Russia’s Putin sends July 4 greetings to Obama
The language in the message was more pessimistic than in one sent previous year on the USA Independence Day, in which Putin said he was certain the United States and Russian Federation could solve problems “regardless of the fact that not all approaches of the sides concur”. “We aren’t trading in our sovereignty and some don’t like it”, he stated, adding that Russian Federation should respond to sanctions with “systemic measures in all key areas”.
In this Monday, August 29, 2011 photo, then Russian Prime Minister Vladimir Putin, center left, and leader of Nochniye Volki (the Night Wolves) biker group, Alexander Zaldostanov, also known as Khirurg (the Surgeon), right, ride bikes at a motor bikers’ festival in the Black Sea port of Novorossiysk, Russia. A truce was signed in February.
Between today and the fifteenth of July, 217 military personnel from Canadian Forces Base Valcartier will be leaving on a mission for North Atlantic Treaty Organisation to train and help the Polish army protect its territory from any threats that may occur from Russia’s president Putin.
“Russia’s military actions are undermining regional security directly and through proxy forces”.
The Kremlin said Putin expressed that the two countries can “find solutions to worldwide issues and efficiently resist global threats and challenges as they base their dialogue on principles of equality and respect of each other’s interests”.

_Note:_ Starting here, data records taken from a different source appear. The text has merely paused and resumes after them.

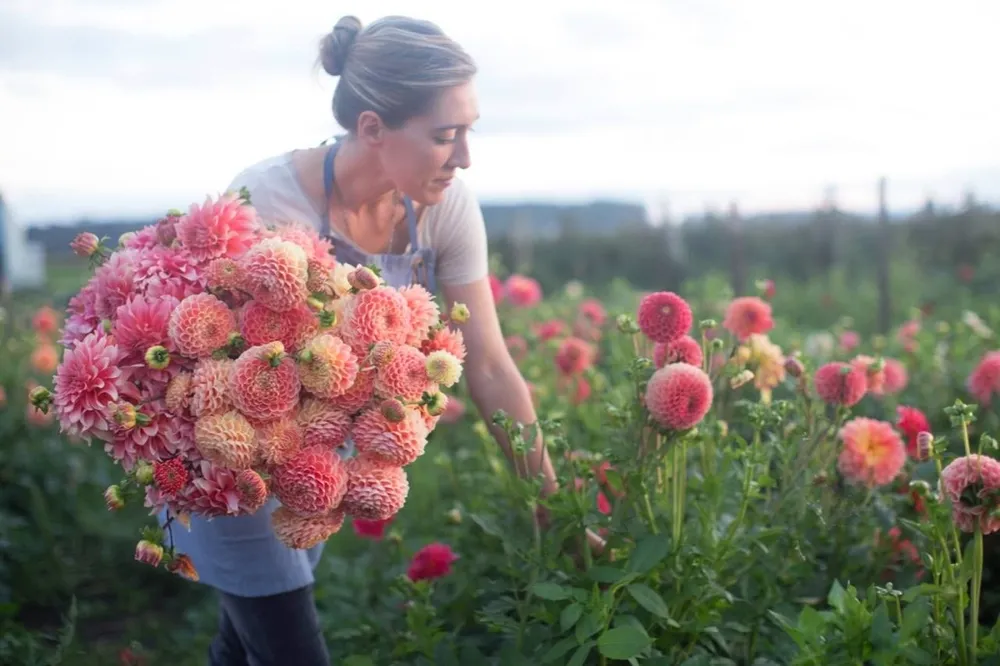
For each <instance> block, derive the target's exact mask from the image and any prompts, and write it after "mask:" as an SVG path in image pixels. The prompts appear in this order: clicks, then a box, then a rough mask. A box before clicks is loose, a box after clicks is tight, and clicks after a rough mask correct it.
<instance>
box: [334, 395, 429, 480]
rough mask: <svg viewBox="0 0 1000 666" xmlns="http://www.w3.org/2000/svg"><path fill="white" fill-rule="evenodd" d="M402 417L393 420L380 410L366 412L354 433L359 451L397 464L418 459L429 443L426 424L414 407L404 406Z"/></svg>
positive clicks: (359, 420)
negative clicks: (427, 436) (402, 417)
mask: <svg viewBox="0 0 1000 666" xmlns="http://www.w3.org/2000/svg"><path fill="white" fill-rule="evenodd" d="M402 416H403V419H402V420H400V421H391V420H389V419H388V418H386V417H385V415H384V414H383V413H382V412H381V411H380V410H378V409H371V410H368V411H367V412H363V413H362V414H361V416H359V417H358V418H357V420H356V421H355V422H354V431H353V433H352V435H353V438H354V445H355V446H356V447H357V449H358V452H359V453H362V454H365V455H367V456H368V457H369V458H372V459H377V460H379V461H381V462H384V463H385V464H387V465H394V466H396V467H404V466H406V465H409V464H410V463H412V462H413V461H414V460H416V459H417V458H419V457H420V456H421V455H422V454H423V452H424V447H425V446H426V444H427V425H426V424H425V423H424V419H423V417H422V416H421V415H420V412H418V411H417V410H415V409H404V411H403V414H402Z"/></svg>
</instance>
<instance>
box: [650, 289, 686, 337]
mask: <svg viewBox="0 0 1000 666" xmlns="http://www.w3.org/2000/svg"><path fill="white" fill-rule="evenodd" d="M637 319H638V324H639V330H640V331H642V332H643V334H644V335H645V336H646V337H647V338H649V339H650V340H652V341H653V342H671V341H673V340H676V339H677V338H679V337H681V336H682V335H686V334H687V332H688V331H689V330H690V329H691V324H692V323H693V322H694V316H693V315H692V314H691V306H690V305H688V302H687V301H685V300H684V299H683V298H681V297H680V296H678V295H677V294H675V293H673V292H670V291H658V292H655V293H652V294H647V295H646V296H645V297H643V299H642V301H641V302H640V303H639V311H638V317H637Z"/></svg>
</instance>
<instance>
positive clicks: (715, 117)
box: [0, 0, 1000, 222]
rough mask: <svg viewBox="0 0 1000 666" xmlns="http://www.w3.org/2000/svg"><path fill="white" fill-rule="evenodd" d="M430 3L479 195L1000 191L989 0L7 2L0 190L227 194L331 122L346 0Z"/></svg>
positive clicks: (65, 205) (953, 202) (1, 142)
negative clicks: (477, 114)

Clinton was campaigning in Glen, New Hampshire, on Saturday. They said the sanctions should stay in place until Russian Federation fulfills the terms of Februarys cease-fire deal.
Those countries, newly independent once the Soviet Union collapsed in 1991, obviously were looking for protection from a repeat of their own history and eventually scrambled for North Atlantic Treaty Organisation membership. Russian Federation is now virtually surrounded on its western and southern borders by North Atlantic Treaty Organisation member nations. We don’t want to get to that. There’s also Russian President Vladimir Putin’s seething anger over his country’s loss of superpower status. “I know him. He’s not an easy man … but I don’t think there is any substitute other than constant engagement”.